Warning: Unified Memory Profiling is not supported on this configuration

I’m trying to profile the following simple code:

#define BLOCKSIZE 32

/* iDivUp */
int iDivUp(int a, int b) { return ((a % b) != 0) ? (a / b + 1) : (a / b); }

#define gpuErrchk(ans) { gpuAssert((ans), __FILE__, __LINE__); }
inline void gpuAssert(cudaError_t code, char *file, int line, bool abort=true)
   if (code != cudaSuccess) 
      fprintf(stderr,"GPUassert: %s %s %d\n", cudaGetErrorString(code), file, line);
      if (abort) exit(code);

__global__ void kernel(int *vec1, int *vec2, int *vec3, int N) {

	int tid = threadIdx.x + blockIdx.x * blockDim.x;
	if (tid < N) vec3[tid] = vec1[tid] + vec2[tid];
/* MAIN */
int main() {
	const int N = 10;
	int *vec1, *vec2, *vec3; 
	gpuErrchk(cudaMallocManaged(&vec1, N*sizeof(int)));
	gpuErrchk(cudaMallocManaged(&vec2, N*sizeof(int)));
	gpuErrchk(cudaMallocManaged(&vec3, N*sizeof(int)));

	for (int i=0; i<N; i++) {
		vec1[i] = i;
		vec2[i] = 2*i;
	kernel<<<iDivUp(BLOCKSIZE,N), BLOCKSIZE>>>(vec1, vec2, vec3, N);	

	for (int i=0; i<N; i++) {
		printf("vec1 = %i; vec2 = %i; vec3 = %i \n", vec1[i], vec2[i], vec3[i]);
	return 0;

However, the NVIDIA Visual Profiler gives me the following warning in the console panel

Warning: Unified Memory Profiling is not supported on this configuration

As a result, the timeline does not show any relevant information about the kernel launch.

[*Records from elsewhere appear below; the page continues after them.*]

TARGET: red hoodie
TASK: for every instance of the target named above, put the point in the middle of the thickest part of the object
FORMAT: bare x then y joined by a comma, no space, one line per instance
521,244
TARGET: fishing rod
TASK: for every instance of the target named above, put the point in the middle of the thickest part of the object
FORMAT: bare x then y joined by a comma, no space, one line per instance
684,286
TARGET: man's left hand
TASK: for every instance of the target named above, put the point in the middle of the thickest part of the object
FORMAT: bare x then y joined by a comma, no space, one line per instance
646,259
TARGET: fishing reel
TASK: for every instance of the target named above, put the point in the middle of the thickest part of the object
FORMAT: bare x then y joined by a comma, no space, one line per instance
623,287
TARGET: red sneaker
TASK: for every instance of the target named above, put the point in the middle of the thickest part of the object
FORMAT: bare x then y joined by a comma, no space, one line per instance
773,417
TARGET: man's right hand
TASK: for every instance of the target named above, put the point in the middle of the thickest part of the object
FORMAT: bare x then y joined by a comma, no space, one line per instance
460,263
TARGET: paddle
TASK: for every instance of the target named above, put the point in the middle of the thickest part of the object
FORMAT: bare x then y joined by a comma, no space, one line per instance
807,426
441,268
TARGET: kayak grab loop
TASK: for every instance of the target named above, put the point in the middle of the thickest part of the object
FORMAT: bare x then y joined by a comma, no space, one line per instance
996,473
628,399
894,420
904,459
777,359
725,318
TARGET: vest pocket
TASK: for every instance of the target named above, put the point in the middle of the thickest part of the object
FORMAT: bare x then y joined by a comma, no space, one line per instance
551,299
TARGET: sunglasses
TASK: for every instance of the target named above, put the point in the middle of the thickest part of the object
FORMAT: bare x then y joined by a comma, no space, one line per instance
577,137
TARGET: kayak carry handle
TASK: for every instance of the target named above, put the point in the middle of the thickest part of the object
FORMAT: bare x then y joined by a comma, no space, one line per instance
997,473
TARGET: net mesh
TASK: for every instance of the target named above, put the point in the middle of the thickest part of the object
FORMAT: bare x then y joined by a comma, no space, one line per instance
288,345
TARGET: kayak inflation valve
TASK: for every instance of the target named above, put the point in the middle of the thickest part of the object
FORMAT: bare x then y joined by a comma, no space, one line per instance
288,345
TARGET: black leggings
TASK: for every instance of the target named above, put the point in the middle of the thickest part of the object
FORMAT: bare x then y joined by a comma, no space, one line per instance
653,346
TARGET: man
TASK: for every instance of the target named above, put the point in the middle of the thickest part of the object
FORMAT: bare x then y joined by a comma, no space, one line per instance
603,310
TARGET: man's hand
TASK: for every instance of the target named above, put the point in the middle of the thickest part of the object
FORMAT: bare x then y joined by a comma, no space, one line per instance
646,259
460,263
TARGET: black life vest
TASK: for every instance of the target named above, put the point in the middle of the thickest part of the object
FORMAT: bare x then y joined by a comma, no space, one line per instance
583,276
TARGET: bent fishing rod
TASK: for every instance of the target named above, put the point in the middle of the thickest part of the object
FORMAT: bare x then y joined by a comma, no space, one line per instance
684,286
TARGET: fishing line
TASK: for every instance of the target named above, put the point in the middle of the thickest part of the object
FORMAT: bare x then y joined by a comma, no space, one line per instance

My configuration: CUDA 6.5; Kepler K20c; Windows 7.

Do you have another nvidia gpu besides the K20c in that system?

Is the windows 32 bit or 64 bit?

The workstation has 4 Kepler K20c GPUs.

Windows is 64 bit and I’m compiling in Release mode for a 64 bit architecture.

Besides the 4 Kepler K20c GPUs, are there any other GPUs? What is driving the display?

Yes, the display is driven by a Matrox G200eR.

This description in the profiler user’s guide that accompanies cuda 6.5RC docs may be relevant:

“On multi-GPU configurations without P2P support between any pair of devices that
support Unified Memory, managed memory allocations are placed in zero-copy
memory. In this case Unified Memory profiling is not supported. In certain cases,
the environment variable CUDA_MANAGED_FORCE_DEVICE_ALLOC can be set to force
managed allocations to be in device memory and to enable migration on these hardware
configurations. In this case Unified Memory profiling is supported. Normally, using the
environment variable CUDA_VISIBLE_DEVICES is recommended to restrict CUDA to
only use those GPUs that have P2P support. Please refer to the environment variables
section in the CUDA C Programming Guide for further details.”

Although this is in section 3.2.6 which pertains to nvprof, I suspect nvvp may have a similar limitation. You might try to see if launching nvvp with the CUDA_VISIBLE_DEVICES environment variable set to a single GPU may help it to work.

I think txbob raised a very good point.
I will suggest trying to set cuda device to K20c, before running the computation.
I know that cuda cap 3.2 device doesn’t support um profiling.